How to Find Outliers in SQL
Finding outliers in your data is easier than you think. You can use statistics concepts to identify the threshold where outliers may fall. One of the most accurate ways is to use the Z-Score. This score is composed of the mean, standard deviation, and current value. You see from the image below how this is composed. This X would be the value that is being compared.
So the calculation of this score will give you a value that exists from the normal distribution. This distribution looks like a bell curve. This score will dictate the probability of where that particular data falls on this distribution scale. Let’s take a look at this on the scale. However first before we link this score to a point on the normal distribution. Let’s see how the standard deviation and to mean are associated with this distribution.
We can see that the mean is the middle and the standard deviation from that mean will give us extreme values. So 3 standard deviations from the mean. We can associate a Z-score with each one of this standard deviations from the mean. We call this translation of the normal distribution to Z-score a standard normal distribution
We can see that 3 standard deviation from the mean which is going to a clear outlier range translates to a plus 3 or a -3. So let’s dive into how to do this in SQL which is quite easy.
SQL Formula to Find Z-Scores
SELECT, Date, Users, (Users-AVG(Users) Over())/STDEV(Users) Over()) as Zscore from Web_Data
Let’s examine this SQL code. We essentially repeated the formal from above. to get a Z-score column in our data. Now that may not be at the end of your story.

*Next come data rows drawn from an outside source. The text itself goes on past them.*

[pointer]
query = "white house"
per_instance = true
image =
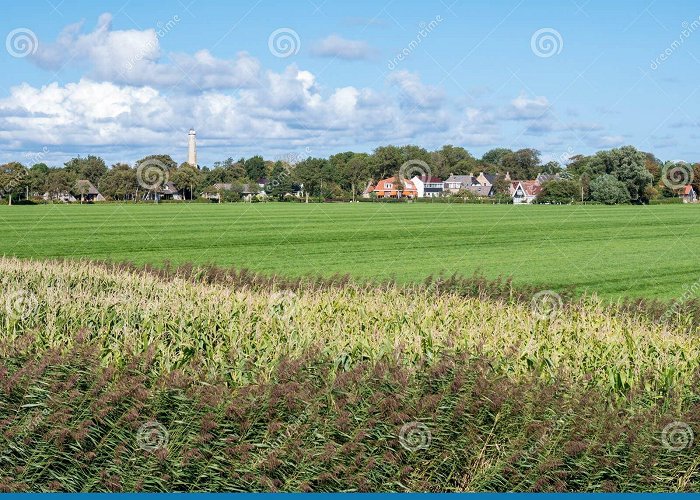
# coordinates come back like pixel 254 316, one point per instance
pixel 524 191
pixel 428 187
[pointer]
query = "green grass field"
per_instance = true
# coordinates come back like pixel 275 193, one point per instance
pixel 637 251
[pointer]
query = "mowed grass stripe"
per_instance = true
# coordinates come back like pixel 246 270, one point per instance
pixel 613 251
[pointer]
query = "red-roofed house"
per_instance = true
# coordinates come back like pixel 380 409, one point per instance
pixel 688 194
pixel 428 187
pixel 389 188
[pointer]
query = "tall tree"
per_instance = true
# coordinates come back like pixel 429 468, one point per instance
pixel 119 183
pixel 608 189
pixel 186 178
pixel 13 179
pixel 280 182
pixel 255 168
pixel 90 168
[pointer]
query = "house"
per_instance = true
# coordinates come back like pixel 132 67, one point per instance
pixel 688 194
pixel 214 193
pixel 542 178
pixel 455 183
pixel 485 191
pixel 63 196
pixel 487 179
pixel 389 188
pixel 247 192
pixel 524 191
pixel 428 187
pixel 167 191
pixel 483 185
pixel 86 191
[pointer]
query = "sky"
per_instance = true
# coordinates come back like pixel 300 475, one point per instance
pixel 123 79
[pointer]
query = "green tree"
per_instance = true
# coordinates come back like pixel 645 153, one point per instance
pixel 91 168
pixel 559 191
pixel 13 179
pixel 159 160
pixel 521 164
pixel 59 181
pixel 119 183
pixel 310 173
pixel 280 182
pixel 626 164
pixel 255 168
pixel 608 189
pixel 495 156
pixel 186 178
pixel 36 178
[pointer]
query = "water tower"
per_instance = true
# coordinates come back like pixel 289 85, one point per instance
pixel 192 148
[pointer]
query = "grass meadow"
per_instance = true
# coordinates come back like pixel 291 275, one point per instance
pixel 115 380
pixel 619 251
pixel 121 376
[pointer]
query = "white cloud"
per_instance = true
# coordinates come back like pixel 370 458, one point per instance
pixel 415 93
pixel 526 108
pixel 342 48
pixel 135 57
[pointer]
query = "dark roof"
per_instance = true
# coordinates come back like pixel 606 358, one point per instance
pixel 490 177
pixel 168 188
pixel 480 190
pixel 462 179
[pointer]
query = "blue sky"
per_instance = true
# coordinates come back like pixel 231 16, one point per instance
pixel 125 79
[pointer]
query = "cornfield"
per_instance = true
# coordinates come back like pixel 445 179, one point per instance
pixel 267 388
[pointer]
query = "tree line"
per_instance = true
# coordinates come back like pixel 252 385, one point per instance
pixel 620 175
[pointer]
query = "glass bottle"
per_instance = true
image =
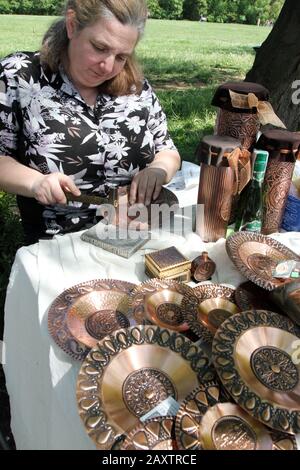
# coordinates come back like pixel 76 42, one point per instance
pixel 249 217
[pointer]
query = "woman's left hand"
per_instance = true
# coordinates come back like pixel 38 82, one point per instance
pixel 146 185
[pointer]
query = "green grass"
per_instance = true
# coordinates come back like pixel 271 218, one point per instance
pixel 185 61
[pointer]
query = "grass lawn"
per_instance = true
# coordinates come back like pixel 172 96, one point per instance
pixel 185 61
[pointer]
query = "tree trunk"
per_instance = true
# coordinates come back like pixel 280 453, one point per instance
pixel 277 65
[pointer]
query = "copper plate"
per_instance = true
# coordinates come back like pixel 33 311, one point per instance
pixel 216 303
pixel 87 312
pixel 154 434
pixel 282 441
pixel 256 255
pixel 190 413
pixel 129 372
pixel 255 355
pixel 226 426
pixel 164 303
pixel 249 296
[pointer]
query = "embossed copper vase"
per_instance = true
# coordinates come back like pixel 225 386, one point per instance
pixel 239 123
pixel 202 267
pixel 216 187
pixel 283 147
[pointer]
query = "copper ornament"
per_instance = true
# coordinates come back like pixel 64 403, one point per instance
pixel 216 304
pixel 129 373
pixel 276 187
pixel 190 414
pixel 155 434
pixel 256 256
pixel 225 426
pixel 163 302
pixel 87 312
pixel 255 357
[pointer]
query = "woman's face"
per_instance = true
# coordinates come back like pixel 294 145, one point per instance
pixel 99 52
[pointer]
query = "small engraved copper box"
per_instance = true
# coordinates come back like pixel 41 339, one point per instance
pixel 168 264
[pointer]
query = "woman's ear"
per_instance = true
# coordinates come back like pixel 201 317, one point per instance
pixel 71 23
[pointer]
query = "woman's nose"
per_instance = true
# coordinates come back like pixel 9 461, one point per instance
pixel 107 65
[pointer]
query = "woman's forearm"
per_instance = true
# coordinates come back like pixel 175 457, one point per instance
pixel 16 178
pixel 167 160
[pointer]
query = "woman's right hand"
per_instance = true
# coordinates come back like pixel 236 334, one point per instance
pixel 50 189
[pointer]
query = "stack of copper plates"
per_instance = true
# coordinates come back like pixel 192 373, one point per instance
pixel 129 373
pixel 215 303
pixel 87 312
pixel 163 302
pixel 256 357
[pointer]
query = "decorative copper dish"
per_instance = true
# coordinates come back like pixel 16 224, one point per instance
pixel 256 357
pixel 129 373
pixel 155 434
pixel 190 413
pixel 282 441
pixel 87 312
pixel 256 256
pixel 226 426
pixel 216 303
pixel 249 296
pixel 164 303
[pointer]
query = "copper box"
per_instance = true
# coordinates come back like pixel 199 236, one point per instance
pixel 168 264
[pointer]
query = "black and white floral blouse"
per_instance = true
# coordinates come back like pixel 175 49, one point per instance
pixel 46 125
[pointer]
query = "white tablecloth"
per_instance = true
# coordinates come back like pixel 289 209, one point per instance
pixel 41 379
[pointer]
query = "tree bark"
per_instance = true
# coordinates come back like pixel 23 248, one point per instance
pixel 277 65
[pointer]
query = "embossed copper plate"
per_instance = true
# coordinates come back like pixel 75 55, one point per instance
pixel 225 426
pixel 87 312
pixel 216 303
pixel 155 434
pixel 129 373
pixel 256 256
pixel 282 441
pixel 190 414
pixel 164 303
pixel 255 355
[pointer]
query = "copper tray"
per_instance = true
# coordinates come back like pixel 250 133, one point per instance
pixel 249 296
pixel 256 255
pixel 164 303
pixel 129 372
pixel 255 355
pixel 216 303
pixel 87 312
pixel 226 426
pixel 155 434
pixel 190 414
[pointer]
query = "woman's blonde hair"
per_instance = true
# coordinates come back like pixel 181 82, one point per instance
pixel 87 12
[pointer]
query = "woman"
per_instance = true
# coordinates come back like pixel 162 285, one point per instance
pixel 77 114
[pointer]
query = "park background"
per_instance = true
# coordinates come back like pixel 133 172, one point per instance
pixel 184 59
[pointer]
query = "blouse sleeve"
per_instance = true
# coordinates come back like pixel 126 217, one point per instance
pixel 157 123
pixel 9 125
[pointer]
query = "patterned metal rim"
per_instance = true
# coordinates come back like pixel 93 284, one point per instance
pixel 90 377
pixel 190 413
pixel 162 432
pixel 139 293
pixel 235 241
pixel 223 351
pixel 204 292
pixel 58 311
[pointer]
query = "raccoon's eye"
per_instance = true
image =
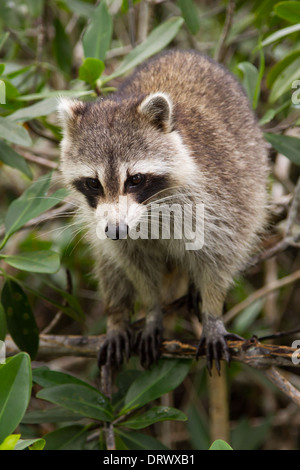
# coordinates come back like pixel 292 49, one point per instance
pixel 93 184
pixel 137 179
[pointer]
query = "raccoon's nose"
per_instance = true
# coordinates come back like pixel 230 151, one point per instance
pixel 117 232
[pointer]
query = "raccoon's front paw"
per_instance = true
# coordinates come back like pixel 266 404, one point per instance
pixel 117 343
pixel 147 344
pixel 214 338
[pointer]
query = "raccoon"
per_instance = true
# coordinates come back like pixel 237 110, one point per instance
pixel 179 132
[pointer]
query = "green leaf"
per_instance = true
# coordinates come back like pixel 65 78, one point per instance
pixel 49 378
pixel 280 34
pixel 137 441
pixel 54 414
pixel 73 308
pixel 250 78
pixel 80 8
pixel 159 38
pixel 3 326
pixel 67 438
pixel 15 391
pixel 33 444
pixel 163 378
pixel 280 66
pixel 33 202
pixel 97 37
pixel 91 70
pixel 287 145
pixel 190 14
pixel 37 262
pixel 220 445
pixel 11 158
pixel 284 80
pixel 3 39
pixel 14 133
pixel 154 415
pixel 19 317
pixel 10 442
pixel 80 399
pixel 289 11
pixel 267 117
pixel 62 48
pixel 42 108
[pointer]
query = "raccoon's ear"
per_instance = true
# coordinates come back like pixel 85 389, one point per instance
pixel 69 111
pixel 157 108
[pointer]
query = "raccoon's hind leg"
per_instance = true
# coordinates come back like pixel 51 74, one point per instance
pixel 214 334
pixel 148 340
pixel 118 295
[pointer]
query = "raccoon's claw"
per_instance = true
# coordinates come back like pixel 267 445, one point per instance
pixel 147 344
pixel 116 344
pixel 194 299
pixel 213 339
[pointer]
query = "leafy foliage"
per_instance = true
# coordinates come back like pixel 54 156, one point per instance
pixel 83 48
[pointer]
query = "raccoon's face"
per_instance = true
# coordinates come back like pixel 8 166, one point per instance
pixel 120 155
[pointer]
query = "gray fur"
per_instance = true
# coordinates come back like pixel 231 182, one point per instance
pixel 184 117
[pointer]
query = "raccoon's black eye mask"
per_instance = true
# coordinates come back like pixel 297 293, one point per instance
pixel 143 187
pixel 91 188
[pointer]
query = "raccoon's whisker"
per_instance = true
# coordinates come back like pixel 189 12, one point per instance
pixel 62 229
pixel 81 238
pixel 171 196
pixel 55 198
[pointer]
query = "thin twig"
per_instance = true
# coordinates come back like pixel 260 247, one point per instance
pixel 59 314
pixel 261 293
pixel 284 385
pixel 250 351
pixel 106 382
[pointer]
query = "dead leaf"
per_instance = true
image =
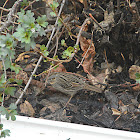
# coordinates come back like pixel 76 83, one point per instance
pixel 88 54
pixel 27 108
pixel 60 68
pixel 116 112
pixel 22 75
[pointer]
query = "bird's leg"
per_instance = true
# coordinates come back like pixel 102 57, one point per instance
pixel 68 102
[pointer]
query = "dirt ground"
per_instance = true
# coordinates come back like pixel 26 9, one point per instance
pixel 113 34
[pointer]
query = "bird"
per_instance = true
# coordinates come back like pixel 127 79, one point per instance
pixel 70 84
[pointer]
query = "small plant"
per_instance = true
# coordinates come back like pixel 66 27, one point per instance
pixel 137 77
pixel 27 30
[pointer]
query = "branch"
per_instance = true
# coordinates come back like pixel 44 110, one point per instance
pixel 11 13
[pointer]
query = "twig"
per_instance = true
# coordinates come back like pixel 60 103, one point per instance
pixel 86 51
pixel 9 16
pixel 30 4
pixel 96 21
pixel 40 59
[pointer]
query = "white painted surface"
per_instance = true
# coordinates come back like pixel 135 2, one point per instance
pixel 26 128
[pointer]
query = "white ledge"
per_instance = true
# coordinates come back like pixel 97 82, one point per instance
pixel 28 128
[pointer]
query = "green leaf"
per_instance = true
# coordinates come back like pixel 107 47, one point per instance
pixel 42 21
pixel 10 91
pixel 5 133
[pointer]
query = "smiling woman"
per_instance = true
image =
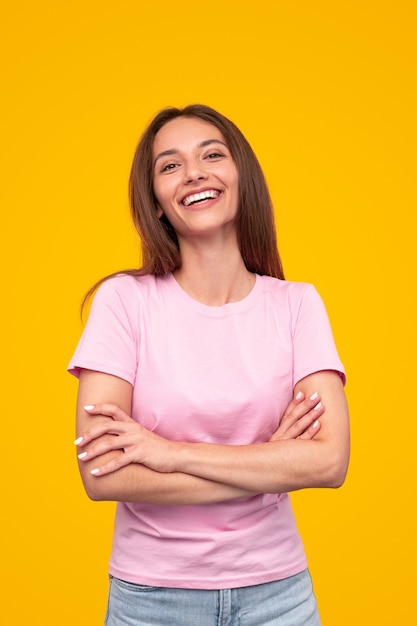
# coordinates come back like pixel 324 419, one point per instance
pixel 209 388
pixel 195 181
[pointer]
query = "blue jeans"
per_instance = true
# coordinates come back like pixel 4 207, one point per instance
pixel 288 602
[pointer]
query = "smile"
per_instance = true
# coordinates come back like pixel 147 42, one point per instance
pixel 210 194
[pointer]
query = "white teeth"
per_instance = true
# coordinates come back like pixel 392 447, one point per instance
pixel 197 197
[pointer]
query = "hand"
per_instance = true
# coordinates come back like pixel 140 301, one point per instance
pixel 138 444
pixel 300 419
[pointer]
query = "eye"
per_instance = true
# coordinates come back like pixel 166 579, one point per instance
pixel 214 155
pixel 168 167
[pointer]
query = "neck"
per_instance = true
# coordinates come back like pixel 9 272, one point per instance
pixel 214 275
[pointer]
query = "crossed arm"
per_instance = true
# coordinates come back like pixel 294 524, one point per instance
pixel 120 460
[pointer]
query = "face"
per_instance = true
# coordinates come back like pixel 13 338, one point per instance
pixel 195 179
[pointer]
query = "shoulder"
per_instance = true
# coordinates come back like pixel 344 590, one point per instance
pixel 124 293
pixel 290 291
pixel 126 285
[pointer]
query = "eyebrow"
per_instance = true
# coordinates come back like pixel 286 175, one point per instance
pixel 203 144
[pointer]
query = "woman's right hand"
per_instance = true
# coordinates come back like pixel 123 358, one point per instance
pixel 300 419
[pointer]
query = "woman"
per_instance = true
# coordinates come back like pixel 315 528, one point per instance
pixel 209 387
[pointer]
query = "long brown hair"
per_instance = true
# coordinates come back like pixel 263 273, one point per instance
pixel 255 224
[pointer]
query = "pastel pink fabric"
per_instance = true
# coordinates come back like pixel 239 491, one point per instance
pixel 207 374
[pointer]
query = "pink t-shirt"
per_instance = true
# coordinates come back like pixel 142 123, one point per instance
pixel 207 374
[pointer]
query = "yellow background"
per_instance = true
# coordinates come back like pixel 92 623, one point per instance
pixel 325 92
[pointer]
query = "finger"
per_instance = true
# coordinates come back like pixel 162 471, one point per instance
pixel 293 428
pixel 109 410
pixel 311 431
pixel 112 466
pixel 107 444
pixel 98 430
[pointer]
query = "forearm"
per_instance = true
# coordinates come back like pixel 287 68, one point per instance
pixel 282 465
pixel 138 483
pixel 274 467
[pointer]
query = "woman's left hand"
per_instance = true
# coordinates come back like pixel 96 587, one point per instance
pixel 138 444
pixel 300 419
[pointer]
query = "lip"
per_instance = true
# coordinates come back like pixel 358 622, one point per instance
pixel 201 190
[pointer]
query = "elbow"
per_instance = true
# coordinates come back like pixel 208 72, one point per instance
pixel 95 488
pixel 335 473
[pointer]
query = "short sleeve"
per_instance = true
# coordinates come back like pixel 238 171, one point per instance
pixel 313 342
pixel 109 343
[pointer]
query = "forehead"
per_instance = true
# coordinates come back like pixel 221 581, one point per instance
pixel 185 132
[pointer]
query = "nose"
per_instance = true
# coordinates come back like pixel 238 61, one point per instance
pixel 194 171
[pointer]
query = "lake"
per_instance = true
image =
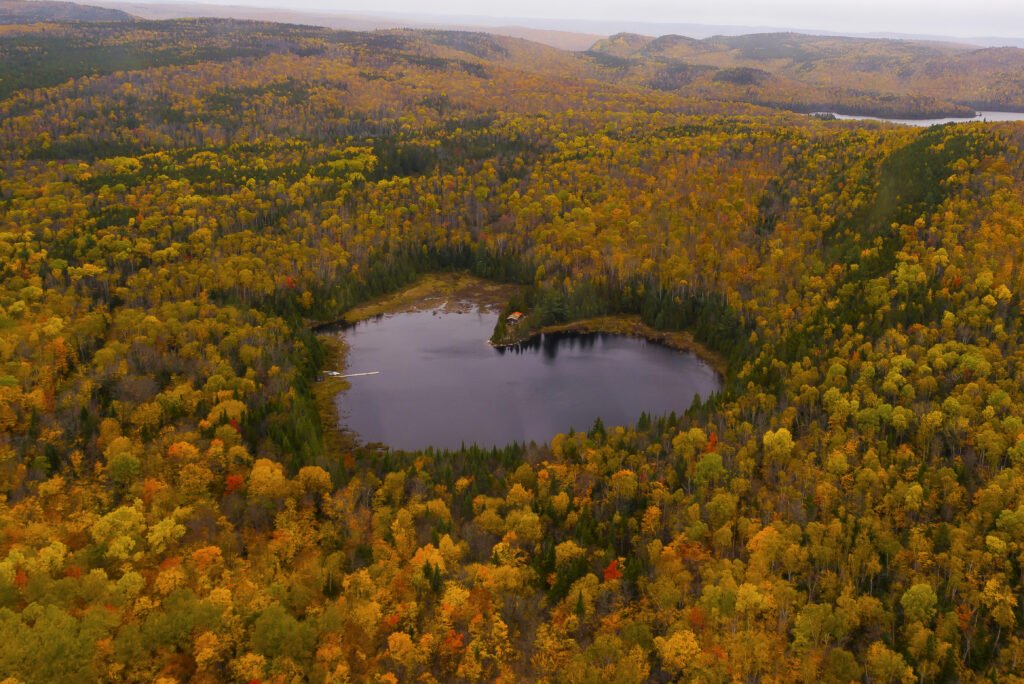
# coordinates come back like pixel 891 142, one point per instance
pixel 982 117
pixel 440 384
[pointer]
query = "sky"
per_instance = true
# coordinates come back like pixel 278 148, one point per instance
pixel 950 17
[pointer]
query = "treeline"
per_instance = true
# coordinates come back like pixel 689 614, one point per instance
pixel 176 508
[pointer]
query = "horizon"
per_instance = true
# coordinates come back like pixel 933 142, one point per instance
pixel 938 18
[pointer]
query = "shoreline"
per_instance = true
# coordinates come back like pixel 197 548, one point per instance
pixel 629 326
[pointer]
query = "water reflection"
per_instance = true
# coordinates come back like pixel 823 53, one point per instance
pixel 440 384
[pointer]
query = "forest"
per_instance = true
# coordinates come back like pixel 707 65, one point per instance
pixel 182 203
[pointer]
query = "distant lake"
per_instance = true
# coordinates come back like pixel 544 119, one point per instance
pixel 440 384
pixel 982 117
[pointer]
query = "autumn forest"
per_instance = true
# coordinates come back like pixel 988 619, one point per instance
pixel 182 203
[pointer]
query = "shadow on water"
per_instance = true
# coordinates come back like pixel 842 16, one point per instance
pixel 436 382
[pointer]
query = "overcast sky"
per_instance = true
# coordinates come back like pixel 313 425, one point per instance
pixel 956 17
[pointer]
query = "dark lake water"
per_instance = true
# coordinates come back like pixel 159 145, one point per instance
pixel 982 117
pixel 440 384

You will need to decide where your Outlier threshold should be at data that is only at the top 5% of extremes would have a Z-score of 1.96 or -1.96. You can check out the Z-Score table at the z-score.net
Use a Where Clause to set your Filter and Subquery
SELECT * FROM (SELECT, Date, Users, (Users-AVG(Users) Over())/STDEV(Users) Over() as Zscore FROM Web_Data) as z_table WHERE Zscore > 1.96 or Zscore < -1.96
This will provide data that is outside 95% of our data. So this would be the bottom 5% or the top 5%. You can adjust your Z-score to adjust your threshold level.